5th CoSeRa 2018

Following the success of the previous editions of the workshop on compressive sensing applied to radar, we are pleased to announce the 5th International Workshop on Compressed Sensing applied to Radar, Multimodal Sensing,and Imaging (CoSeRa 2018). It will be held in Siegen (Germany) on 10.-13. September 2018. The aim of CoSeRa is to bring experts of Compressive Sensing (CS) and Radar, Sensor, and Imaging processing together to explore the state-of-the-art in development of CS techniques for different areas of applications and to turn out its advantages or possible drawbacks compared to classical solutions.

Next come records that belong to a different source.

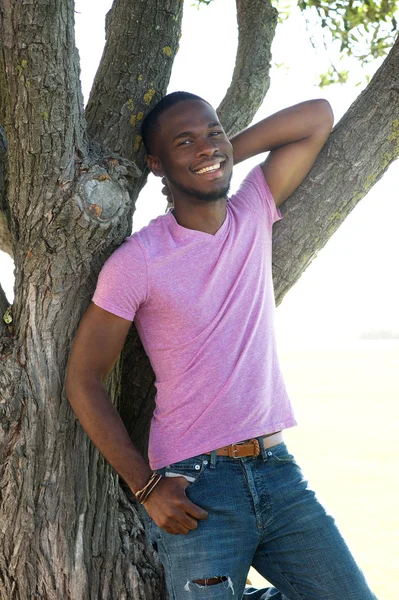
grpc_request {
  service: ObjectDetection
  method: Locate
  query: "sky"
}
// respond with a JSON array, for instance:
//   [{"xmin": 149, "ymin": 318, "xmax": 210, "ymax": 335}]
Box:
[{"xmin": 0, "ymin": 0, "xmax": 399, "ymax": 344}]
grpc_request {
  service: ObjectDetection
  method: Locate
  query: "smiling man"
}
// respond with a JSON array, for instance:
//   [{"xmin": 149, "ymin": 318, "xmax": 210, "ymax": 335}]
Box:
[{"xmin": 67, "ymin": 92, "xmax": 375, "ymax": 600}]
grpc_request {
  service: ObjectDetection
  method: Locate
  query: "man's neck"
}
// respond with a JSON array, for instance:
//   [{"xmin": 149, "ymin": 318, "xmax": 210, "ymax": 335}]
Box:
[{"xmin": 172, "ymin": 198, "xmax": 227, "ymax": 235}]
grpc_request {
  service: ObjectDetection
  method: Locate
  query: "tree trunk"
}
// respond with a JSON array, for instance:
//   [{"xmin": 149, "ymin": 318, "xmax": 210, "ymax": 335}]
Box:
[{"xmin": 0, "ymin": 0, "xmax": 399, "ymax": 600}]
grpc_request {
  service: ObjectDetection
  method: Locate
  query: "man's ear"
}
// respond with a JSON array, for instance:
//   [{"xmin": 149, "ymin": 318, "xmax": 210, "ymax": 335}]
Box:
[{"xmin": 147, "ymin": 154, "xmax": 165, "ymax": 177}]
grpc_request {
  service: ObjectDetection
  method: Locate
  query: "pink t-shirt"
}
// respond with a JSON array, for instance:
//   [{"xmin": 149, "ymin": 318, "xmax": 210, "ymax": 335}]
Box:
[{"xmin": 93, "ymin": 166, "xmax": 296, "ymax": 469}]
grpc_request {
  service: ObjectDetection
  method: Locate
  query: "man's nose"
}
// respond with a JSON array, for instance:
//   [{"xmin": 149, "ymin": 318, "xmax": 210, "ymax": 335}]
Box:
[{"xmin": 197, "ymin": 137, "xmax": 219, "ymax": 156}]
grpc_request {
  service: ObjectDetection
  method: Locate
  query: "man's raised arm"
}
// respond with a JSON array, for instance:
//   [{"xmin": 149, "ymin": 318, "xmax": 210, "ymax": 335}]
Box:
[{"xmin": 230, "ymin": 100, "xmax": 334, "ymax": 206}]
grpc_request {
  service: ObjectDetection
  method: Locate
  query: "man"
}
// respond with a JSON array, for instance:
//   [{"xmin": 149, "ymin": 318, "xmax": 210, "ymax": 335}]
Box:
[{"xmin": 67, "ymin": 92, "xmax": 375, "ymax": 600}]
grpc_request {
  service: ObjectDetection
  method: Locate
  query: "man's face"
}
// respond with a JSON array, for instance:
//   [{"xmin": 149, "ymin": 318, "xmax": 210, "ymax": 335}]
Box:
[{"xmin": 148, "ymin": 100, "xmax": 233, "ymax": 201}]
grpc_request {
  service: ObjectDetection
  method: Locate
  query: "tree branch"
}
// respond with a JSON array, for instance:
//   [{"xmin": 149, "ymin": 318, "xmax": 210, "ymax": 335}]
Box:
[
  {"xmin": 273, "ymin": 31, "xmax": 399, "ymax": 303},
  {"xmin": 86, "ymin": 0, "xmax": 183, "ymax": 176},
  {"xmin": 217, "ymin": 0, "xmax": 278, "ymax": 137}
]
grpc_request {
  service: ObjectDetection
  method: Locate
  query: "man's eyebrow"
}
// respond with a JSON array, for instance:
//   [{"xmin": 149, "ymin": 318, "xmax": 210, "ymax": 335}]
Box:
[{"xmin": 173, "ymin": 121, "xmax": 221, "ymax": 142}]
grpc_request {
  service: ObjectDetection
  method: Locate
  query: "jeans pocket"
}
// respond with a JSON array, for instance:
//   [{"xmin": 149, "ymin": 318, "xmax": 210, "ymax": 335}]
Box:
[
  {"xmin": 268, "ymin": 442, "xmax": 297, "ymax": 465},
  {"xmin": 164, "ymin": 456, "xmax": 208, "ymax": 485}
]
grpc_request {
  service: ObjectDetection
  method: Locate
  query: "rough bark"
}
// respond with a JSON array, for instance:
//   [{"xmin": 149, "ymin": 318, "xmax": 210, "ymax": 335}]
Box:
[
  {"xmin": 0, "ymin": 284, "xmax": 9, "ymax": 318},
  {"xmin": 0, "ymin": 0, "xmax": 163, "ymax": 600},
  {"xmin": 86, "ymin": 0, "xmax": 183, "ymax": 199},
  {"xmin": 217, "ymin": 0, "xmax": 278, "ymax": 136},
  {"xmin": 0, "ymin": 125, "xmax": 12, "ymax": 256},
  {"xmin": 273, "ymin": 31, "xmax": 399, "ymax": 303}
]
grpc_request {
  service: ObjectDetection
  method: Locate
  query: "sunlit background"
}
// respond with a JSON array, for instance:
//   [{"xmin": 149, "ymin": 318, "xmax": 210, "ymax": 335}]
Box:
[{"xmin": 0, "ymin": 0, "xmax": 399, "ymax": 600}]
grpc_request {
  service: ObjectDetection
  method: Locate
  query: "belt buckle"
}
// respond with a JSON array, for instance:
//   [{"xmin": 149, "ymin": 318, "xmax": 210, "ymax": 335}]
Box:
[
  {"xmin": 228, "ymin": 438, "xmax": 260, "ymax": 458},
  {"xmin": 227, "ymin": 442, "xmax": 242, "ymax": 458}
]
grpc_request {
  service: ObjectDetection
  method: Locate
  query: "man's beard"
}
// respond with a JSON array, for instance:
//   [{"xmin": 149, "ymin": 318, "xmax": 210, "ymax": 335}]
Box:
[{"xmin": 170, "ymin": 173, "xmax": 233, "ymax": 202}]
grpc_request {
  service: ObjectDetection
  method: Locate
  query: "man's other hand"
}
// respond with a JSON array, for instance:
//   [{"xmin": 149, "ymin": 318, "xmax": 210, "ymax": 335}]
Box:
[{"xmin": 143, "ymin": 477, "xmax": 208, "ymax": 535}]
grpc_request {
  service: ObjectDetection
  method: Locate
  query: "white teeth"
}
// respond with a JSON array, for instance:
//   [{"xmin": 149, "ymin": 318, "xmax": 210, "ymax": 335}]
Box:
[{"xmin": 195, "ymin": 163, "xmax": 220, "ymax": 175}]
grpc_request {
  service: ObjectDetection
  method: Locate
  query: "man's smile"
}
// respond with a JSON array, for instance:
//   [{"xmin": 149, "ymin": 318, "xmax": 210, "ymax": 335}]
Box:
[{"xmin": 192, "ymin": 158, "xmax": 226, "ymax": 179}]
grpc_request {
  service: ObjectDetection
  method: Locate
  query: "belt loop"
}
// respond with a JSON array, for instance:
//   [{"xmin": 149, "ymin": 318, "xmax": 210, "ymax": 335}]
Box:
[
  {"xmin": 257, "ymin": 436, "xmax": 267, "ymax": 462},
  {"xmin": 209, "ymin": 450, "xmax": 218, "ymax": 469}
]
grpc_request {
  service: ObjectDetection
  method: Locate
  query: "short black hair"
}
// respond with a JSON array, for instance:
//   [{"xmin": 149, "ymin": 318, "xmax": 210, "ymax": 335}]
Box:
[{"xmin": 141, "ymin": 92, "xmax": 209, "ymax": 154}]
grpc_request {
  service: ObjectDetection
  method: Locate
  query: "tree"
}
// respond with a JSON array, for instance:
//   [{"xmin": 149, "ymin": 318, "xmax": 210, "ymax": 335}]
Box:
[{"xmin": 0, "ymin": 0, "xmax": 399, "ymax": 600}]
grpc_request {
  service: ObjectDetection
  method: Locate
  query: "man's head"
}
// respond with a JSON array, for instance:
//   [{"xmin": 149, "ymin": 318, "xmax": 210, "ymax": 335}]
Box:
[{"xmin": 142, "ymin": 92, "xmax": 233, "ymax": 201}]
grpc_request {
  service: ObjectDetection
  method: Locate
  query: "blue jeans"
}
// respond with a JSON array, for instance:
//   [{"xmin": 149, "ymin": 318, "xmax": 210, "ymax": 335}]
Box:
[{"xmin": 150, "ymin": 443, "xmax": 376, "ymax": 600}]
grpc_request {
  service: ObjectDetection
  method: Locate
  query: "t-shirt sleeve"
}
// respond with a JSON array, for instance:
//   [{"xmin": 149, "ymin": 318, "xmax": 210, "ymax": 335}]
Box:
[
  {"xmin": 92, "ymin": 236, "xmax": 148, "ymax": 321},
  {"xmin": 230, "ymin": 165, "xmax": 282, "ymax": 225}
]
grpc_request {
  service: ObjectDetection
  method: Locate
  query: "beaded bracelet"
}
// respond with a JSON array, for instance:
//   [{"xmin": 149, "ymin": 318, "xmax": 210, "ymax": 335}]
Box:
[{"xmin": 135, "ymin": 473, "xmax": 162, "ymax": 504}]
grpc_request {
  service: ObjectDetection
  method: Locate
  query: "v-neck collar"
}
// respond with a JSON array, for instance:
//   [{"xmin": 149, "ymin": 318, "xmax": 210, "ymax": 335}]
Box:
[{"xmin": 166, "ymin": 202, "xmax": 230, "ymax": 242}]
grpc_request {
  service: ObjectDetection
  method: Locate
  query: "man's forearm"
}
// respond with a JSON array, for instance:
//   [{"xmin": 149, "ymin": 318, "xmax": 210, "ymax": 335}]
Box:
[
  {"xmin": 67, "ymin": 380, "xmax": 151, "ymax": 492},
  {"xmin": 230, "ymin": 100, "xmax": 333, "ymax": 164}
]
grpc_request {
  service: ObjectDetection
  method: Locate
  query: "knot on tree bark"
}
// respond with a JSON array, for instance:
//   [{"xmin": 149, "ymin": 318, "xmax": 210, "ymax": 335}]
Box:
[{"xmin": 75, "ymin": 154, "xmax": 141, "ymax": 225}]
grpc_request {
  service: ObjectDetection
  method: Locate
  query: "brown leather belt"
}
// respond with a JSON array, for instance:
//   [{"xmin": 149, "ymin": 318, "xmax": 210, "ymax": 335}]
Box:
[{"xmin": 205, "ymin": 431, "xmax": 283, "ymax": 458}]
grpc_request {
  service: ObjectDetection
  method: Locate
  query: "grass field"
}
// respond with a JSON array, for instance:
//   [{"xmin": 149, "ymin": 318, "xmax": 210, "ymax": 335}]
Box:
[{"xmin": 249, "ymin": 341, "xmax": 399, "ymax": 600}]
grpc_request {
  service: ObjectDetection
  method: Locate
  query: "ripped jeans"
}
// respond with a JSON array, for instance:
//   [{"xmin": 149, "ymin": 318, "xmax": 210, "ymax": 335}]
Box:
[{"xmin": 145, "ymin": 443, "xmax": 376, "ymax": 600}]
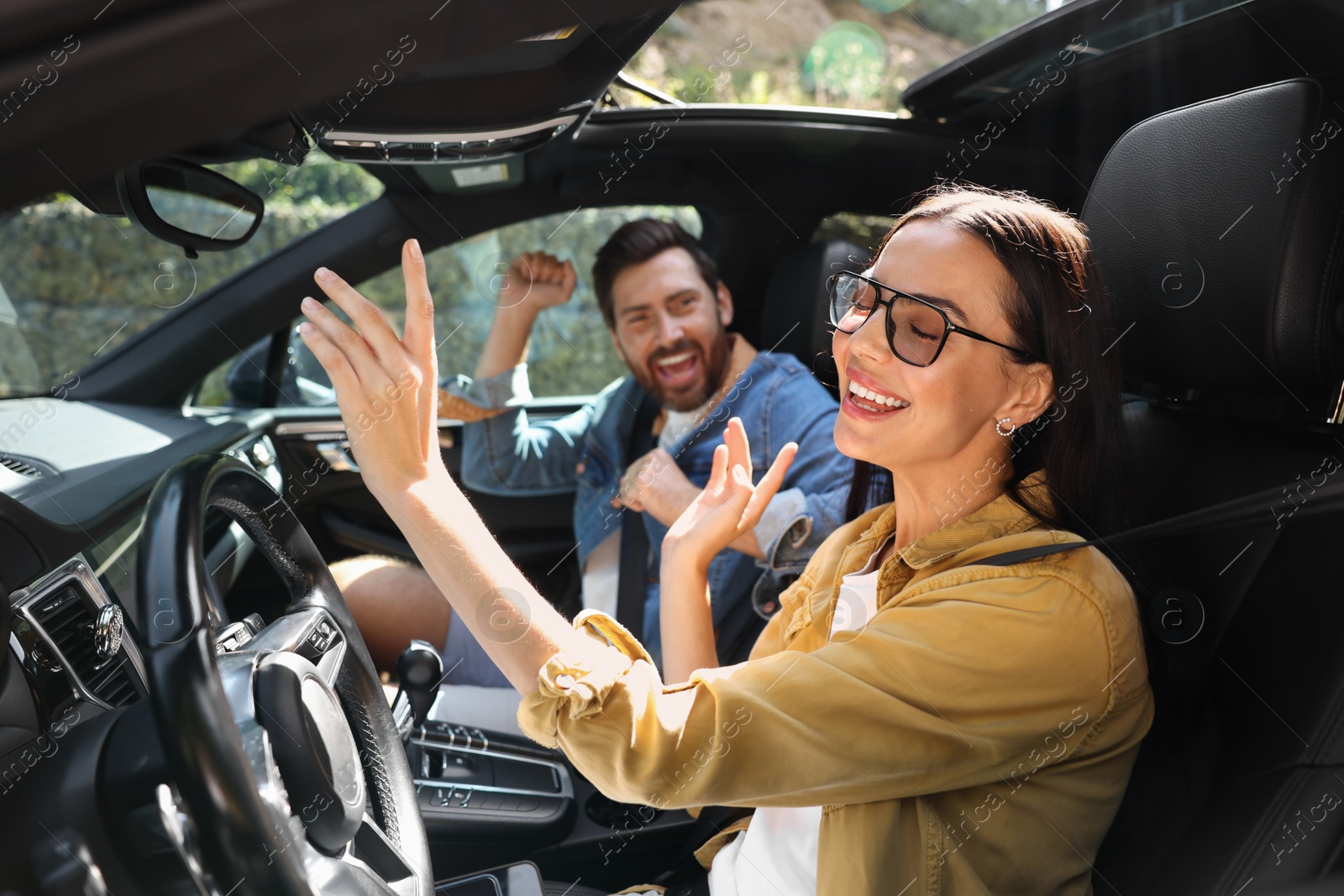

Topics of interest include (but are not limited to):

  • Fundamentals, Mathematical Aspects, Concepts and Algorithms of Compressed Sensing, with applications to:
    • + Radar systems (target detection, GMTI,…)
    • + Imaging radar (SAR, ISAR),
    • + THz imaging and material analysis,
    • + Digital optics, time of flight imaging, hyperspectral imaging,
    • + Systems for medical diagnostics (CT, MRT, X-ray, ultrasonography),
    • + X-ray crystallography,
    • + Acoustic systems, microphone arrays, SONAR systems,
    • + Radio astronomy

  • Classification based on compressed sensing
    • + Sparse modeling
    • + Physical modeling, e.g. based on electromagnetic theory
    • + Dictionary learning
  • System design and hardware for compressed sensing
    • + Analog to information converters
    • + Sampling strategies, sparse array design

  • Random and optimum sensing matrices Structured compressed sensing for sensor systems
    • + Block-sparsity, group-sparsity, joint sparsity

  • Application of matrix decomposition and tensor-based techniques for sensor systems
    • + Blind deconvolution, blind calibration
    • + Separation of foreground and background, change detection

  • Quality evaluation
    • + Estimation based on compressed sensing and the CRB
    • + Evaluation of super-resolution
    • + Off-grid evaluation
    • + Detection probabilities

Radar/SAR awaits Compressed Sensing
Compressed sensing (CS) techniques offer a mathmatical framework for the detection and allocation of sparse signals with a reduced number of samples. Today, modern radar systems operate with high bandwidths - demanding high sample rates according to the Shannon-Nyquist theorem - and a huge number of single elements for phased array antennas.
Often only a small amount of target parameters is the final output, raising the question, whether CS could be a good means to reduce data size, complexity, weight, power consumption and costs of radar systems. The amount of publications addressing the application of CS to radar is still limited, leaving open a number of questions.